A job interview JavaScript task – parsing XML to JSON

Some time ago I was presented with the following task: create in JSON a list of all the 2nd level nodes from an XML input and display the number of children for each such node. It sounds simple but it’s trickier than instantiating the DOMParser and then using JSON.parse (read about them at MDN).

If your input is:

<a>
  <b>
    <d></d>
  </b>
  <c>
    <d></d>
  </c>
</a>

Then there are two 2nd level nodes – <d></d> and <d></d>. These nodes have the same names but are different nodes of different parents and might have different numbers of children.

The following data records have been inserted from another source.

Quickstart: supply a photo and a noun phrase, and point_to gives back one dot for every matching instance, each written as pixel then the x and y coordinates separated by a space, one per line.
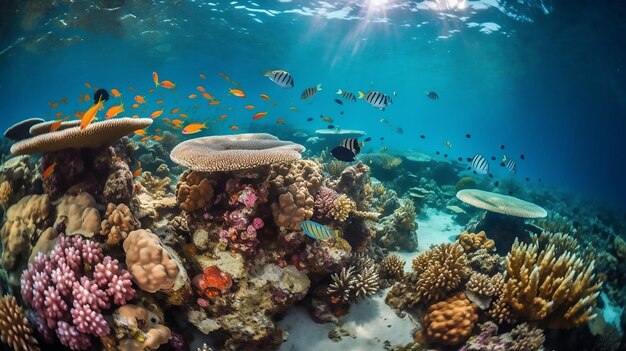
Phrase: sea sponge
pixel 222 153
pixel 193 191
pixel 557 290
pixel 450 322
pixel 439 270
pixel 118 223
pixel 472 242
pixel 138 329
pixel 23 221
pixel 15 330
pixel 342 207
pixel 95 135
pixel 78 215
pixel 150 264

However if you use JSON.parse('{"d" : "0", "d" : "0"}'); then the result is Object { d="0"}. That’s just not correct. Duplicate keys are not disallowed in JSON (there’s a reference to the spec there). A JSON validator says the same. The duplicated keys are valid, although there’s a warning raised.

Obviously not everything that’s not forbidden should be done. It’s crucial to have a common understanding (and a way of handling) of such edge cases. I thought that this was the catch of this task and solved it by putting the JSON together by myself and writing a comment.

As it often is the reviewer overlooked/disregarded the comment and claimed that I made an error outputting duplicated keys anyway :).